Under the facts of the CCA, the U.S. parent owned all of the stock of two Italian companies that were disregarded for U.S. tax purposes. The two disregarded entities owned all of the stock of two Italian corporations that elected fiscal transparency for Italian income tax purposes. For Italian purposes, the two disregarded entities were considered as earning the income of the two Italian corporations, and accordingly were considered as liable for the Italian taxes under Italian law. For U.S. tax purposes, the U.S. parent was treated as having paid or accrued the Italian taxes.
The relevant regulations provide that "an amount paid is not a compulsory payment, and thus is not an amount of tax paid, to the extent that the amount paid exceeds the amount of such liability under foreign law for tax."14 The IRS did not assert that the taxes were not due or that the amount paid was greater than the liability. Rather, the IRS argued that the disregarded entities voluntarily paid the tax under the Italian consolidated group regime, which, absent an election, would have been paid by the Italian subsidiaries.
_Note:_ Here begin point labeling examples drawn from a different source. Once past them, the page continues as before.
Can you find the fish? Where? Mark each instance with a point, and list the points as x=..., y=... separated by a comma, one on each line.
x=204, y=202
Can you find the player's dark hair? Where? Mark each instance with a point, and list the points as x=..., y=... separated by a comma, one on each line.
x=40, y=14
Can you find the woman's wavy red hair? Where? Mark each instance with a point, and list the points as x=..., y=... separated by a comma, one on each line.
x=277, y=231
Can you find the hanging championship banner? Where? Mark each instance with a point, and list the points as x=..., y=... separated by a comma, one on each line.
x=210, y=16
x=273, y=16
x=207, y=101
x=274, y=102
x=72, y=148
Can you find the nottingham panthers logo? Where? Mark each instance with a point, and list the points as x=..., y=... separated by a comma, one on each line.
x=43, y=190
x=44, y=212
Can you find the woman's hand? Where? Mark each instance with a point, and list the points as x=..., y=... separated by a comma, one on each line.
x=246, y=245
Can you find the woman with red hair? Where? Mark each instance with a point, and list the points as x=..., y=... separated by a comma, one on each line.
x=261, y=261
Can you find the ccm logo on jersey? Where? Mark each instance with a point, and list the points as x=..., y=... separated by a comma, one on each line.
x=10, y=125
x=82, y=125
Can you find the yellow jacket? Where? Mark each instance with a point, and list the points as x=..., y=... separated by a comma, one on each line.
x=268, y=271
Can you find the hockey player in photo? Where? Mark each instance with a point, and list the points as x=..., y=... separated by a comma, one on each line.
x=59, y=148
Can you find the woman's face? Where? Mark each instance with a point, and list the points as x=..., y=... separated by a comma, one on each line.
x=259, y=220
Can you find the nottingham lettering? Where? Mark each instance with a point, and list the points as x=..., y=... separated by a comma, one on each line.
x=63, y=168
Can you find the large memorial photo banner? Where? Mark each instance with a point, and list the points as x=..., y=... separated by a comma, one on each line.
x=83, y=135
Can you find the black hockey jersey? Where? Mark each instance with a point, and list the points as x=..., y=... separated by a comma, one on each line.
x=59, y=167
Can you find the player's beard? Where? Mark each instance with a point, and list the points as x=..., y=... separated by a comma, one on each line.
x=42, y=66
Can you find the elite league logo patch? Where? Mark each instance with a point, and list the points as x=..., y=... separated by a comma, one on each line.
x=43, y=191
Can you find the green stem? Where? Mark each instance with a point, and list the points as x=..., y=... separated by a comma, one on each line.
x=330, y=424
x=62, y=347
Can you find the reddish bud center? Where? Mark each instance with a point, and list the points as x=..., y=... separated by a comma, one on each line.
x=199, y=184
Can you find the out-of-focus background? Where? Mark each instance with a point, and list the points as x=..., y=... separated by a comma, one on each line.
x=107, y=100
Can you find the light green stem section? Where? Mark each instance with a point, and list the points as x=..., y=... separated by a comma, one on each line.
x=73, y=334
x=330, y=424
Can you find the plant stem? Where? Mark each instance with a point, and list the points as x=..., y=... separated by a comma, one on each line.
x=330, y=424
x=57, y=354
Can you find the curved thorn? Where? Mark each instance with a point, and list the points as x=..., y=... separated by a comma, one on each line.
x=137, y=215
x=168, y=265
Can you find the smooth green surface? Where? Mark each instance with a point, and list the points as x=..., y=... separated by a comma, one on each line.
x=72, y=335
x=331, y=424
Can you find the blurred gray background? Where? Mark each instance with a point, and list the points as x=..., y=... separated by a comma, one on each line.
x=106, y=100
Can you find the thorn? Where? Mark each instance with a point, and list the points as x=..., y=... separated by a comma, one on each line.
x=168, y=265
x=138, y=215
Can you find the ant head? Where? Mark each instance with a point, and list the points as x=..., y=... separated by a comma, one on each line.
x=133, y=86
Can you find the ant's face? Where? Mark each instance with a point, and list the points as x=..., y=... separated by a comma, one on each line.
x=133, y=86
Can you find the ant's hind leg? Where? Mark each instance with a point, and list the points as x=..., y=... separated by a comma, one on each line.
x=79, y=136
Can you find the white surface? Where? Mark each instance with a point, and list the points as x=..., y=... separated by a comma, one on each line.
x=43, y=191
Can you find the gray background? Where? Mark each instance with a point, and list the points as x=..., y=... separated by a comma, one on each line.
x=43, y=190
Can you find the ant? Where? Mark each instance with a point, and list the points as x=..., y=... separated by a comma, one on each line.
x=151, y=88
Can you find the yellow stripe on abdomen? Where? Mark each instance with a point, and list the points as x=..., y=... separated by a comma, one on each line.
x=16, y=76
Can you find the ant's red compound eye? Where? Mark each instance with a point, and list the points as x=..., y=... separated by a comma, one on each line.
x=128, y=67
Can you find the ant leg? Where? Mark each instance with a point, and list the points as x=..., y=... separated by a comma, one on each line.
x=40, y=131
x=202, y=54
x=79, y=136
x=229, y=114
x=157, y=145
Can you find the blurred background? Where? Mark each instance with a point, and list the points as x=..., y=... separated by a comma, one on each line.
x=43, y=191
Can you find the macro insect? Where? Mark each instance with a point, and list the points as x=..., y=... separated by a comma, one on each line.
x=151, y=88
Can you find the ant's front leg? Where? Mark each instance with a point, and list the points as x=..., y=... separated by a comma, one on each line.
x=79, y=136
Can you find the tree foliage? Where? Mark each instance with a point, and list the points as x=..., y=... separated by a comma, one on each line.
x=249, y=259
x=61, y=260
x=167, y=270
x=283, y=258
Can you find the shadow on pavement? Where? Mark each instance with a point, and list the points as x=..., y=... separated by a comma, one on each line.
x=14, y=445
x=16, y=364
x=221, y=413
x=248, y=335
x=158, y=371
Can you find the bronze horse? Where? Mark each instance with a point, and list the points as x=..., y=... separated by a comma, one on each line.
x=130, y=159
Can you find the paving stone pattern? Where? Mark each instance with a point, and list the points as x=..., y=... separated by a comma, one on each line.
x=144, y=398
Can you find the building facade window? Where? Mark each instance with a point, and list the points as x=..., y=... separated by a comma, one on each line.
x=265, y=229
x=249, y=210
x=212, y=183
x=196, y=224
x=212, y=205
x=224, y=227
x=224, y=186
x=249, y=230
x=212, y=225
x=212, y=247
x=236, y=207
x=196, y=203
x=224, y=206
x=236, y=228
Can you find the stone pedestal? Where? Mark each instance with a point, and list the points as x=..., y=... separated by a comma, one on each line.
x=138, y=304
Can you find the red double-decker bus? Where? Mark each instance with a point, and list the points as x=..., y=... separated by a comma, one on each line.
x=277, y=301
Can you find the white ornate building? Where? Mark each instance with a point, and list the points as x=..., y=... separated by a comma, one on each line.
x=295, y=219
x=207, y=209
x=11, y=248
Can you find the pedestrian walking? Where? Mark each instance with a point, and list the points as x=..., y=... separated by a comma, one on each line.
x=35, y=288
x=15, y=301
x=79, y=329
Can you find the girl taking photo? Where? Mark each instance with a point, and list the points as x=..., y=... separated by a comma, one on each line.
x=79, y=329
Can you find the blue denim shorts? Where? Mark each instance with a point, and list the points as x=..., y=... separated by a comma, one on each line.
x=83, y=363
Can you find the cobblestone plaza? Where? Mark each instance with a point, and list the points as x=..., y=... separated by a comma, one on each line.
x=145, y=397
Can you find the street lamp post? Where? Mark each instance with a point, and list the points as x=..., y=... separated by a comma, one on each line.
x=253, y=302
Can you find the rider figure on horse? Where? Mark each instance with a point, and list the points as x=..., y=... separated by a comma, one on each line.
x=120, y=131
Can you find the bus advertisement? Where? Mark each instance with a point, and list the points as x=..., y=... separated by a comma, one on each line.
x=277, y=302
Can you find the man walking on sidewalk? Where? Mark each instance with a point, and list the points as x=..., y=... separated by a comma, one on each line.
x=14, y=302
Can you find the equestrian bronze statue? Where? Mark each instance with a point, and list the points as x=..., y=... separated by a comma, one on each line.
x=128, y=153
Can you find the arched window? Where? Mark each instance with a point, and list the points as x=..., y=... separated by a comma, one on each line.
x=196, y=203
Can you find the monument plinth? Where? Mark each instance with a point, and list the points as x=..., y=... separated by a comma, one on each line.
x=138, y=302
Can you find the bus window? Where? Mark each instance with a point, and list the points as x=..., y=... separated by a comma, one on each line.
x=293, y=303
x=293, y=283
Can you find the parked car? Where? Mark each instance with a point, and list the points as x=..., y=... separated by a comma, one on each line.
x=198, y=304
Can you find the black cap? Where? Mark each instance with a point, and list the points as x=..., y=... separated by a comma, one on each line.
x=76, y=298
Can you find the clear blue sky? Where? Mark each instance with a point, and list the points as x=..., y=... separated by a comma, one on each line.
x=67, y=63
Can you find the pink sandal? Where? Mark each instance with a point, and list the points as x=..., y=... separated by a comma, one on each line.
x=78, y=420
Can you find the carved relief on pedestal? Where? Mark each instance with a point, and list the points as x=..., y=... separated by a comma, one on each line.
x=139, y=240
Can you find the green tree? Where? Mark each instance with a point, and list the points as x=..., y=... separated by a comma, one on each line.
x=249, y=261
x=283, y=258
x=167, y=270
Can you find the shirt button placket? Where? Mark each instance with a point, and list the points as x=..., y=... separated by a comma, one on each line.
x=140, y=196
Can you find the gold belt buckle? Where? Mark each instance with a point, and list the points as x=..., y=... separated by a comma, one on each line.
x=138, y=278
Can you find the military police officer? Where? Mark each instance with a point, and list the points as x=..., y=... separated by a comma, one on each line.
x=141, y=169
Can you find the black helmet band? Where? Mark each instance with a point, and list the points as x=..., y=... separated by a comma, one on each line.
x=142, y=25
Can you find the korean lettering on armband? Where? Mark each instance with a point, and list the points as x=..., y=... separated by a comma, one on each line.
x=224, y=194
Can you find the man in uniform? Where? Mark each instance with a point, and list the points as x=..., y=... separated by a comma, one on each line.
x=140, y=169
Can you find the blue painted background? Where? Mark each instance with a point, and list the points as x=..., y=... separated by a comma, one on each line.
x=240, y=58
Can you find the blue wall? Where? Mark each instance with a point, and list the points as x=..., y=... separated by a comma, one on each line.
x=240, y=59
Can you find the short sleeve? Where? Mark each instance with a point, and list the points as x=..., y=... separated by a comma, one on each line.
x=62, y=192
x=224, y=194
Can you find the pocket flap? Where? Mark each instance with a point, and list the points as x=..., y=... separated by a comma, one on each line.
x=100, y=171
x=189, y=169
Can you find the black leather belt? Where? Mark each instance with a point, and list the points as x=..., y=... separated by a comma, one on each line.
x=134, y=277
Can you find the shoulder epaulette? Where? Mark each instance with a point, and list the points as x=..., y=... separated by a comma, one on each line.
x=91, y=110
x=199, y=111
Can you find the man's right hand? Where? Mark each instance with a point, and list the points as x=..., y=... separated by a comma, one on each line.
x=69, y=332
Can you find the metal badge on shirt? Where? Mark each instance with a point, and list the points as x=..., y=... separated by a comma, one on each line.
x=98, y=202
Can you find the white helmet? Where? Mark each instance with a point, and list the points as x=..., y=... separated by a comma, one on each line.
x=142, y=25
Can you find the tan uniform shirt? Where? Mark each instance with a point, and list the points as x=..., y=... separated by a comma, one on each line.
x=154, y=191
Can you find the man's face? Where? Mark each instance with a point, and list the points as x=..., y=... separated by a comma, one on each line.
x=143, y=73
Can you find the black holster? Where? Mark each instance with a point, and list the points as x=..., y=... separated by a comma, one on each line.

This novel position, which has never been asserted in prior litigation, nor proposed in legislation or regulations, is fundamentally wrong. The income taxes paid were not voluntarily paid to the Italian government. The taxes were due on income from operations conducted in Italy. As illustrated in the examples above, if instead all Italian entities in the CCA had been disregarded for U.S. purposes or all had been classified as corporations, the IRS would permit a foreign tax credit for the same taxes paid to Italy on the same income. Permitting a credit under those circumstances, where the Italian tax treatment is identical as under the facts of the CCA, demonstrates the fundamental nature of the Italian taxes paid by the disregarded entities in the CCA as creditable taxes.15
The fallacy of the IRS's assertion is demonstrated by its consequence. If the Italian tax on business income is considered as noncompulsory, such taxes can never be claimed as a foreign tax credit (nor as a deduction).16 Under this approach, in the fourth example above, USP would pay $750 in combined Italian and U.S. income taxes on the $1,000 of Italian income (a 75% tax rate). This double taxation of the Italian operating earnings is fundamentally inconsistent with the core purpose of the foreign tax credit rules to reduce the burden of double taxation, and may very well be in violation of the U.S./Italian income tax treaty. A permanent denial of foreign tax credits to a U.S. parent for taxes clearly due to the Italian government on income of its Italian subsidiaries is extreme overreaching. To take this legally unsupportable position while waiting for a matching rule to be added to the law—which would allow USP to claim $400 of foreign tax credits in the fourth scenario—is bad form.17
This commentary also will appear in the June 2010 issue of the Tax Management International Journal. For more information, in the Tax Management Portfolios, see DuPuy and Dolan, 901 T.M., The Creditability of Foreign Taxes — General Issues, and in Tax Practice Series, see ¶7150, U.S. Persons — Worldwide Taxation.
15 It is noted that, under the third example above, IC-1, a CFC, is liable for the Italian taxes, but IC-2, a separate CFC, earns the relevant income. Under Notice 2007-95 and Prop. Regs. §1.901-2(e)(5)(iii), IC-1 and IC-2 are treated as a single taxpayer, and therefore the noncompulsory position of the IRS would not apply. The IRS, however, would not apply this single taxpayer construct where IC-1 is a disregarded entity of USP.
16 The rationale for treating the Italian taxes as noncompulsory may also prevent claiming the taxes as a deduction. See Cooperstown Corp. v. Comr., 144 F.2d 693 (3d Cir. 1944). Furthermore, if the taxpayer claims a foreign tax credit for other taxes paid or accrued during the taxable year, it cannot claim a deduction for any foreign income taxes. §275(a)(4); Regs. §1.901-1(c).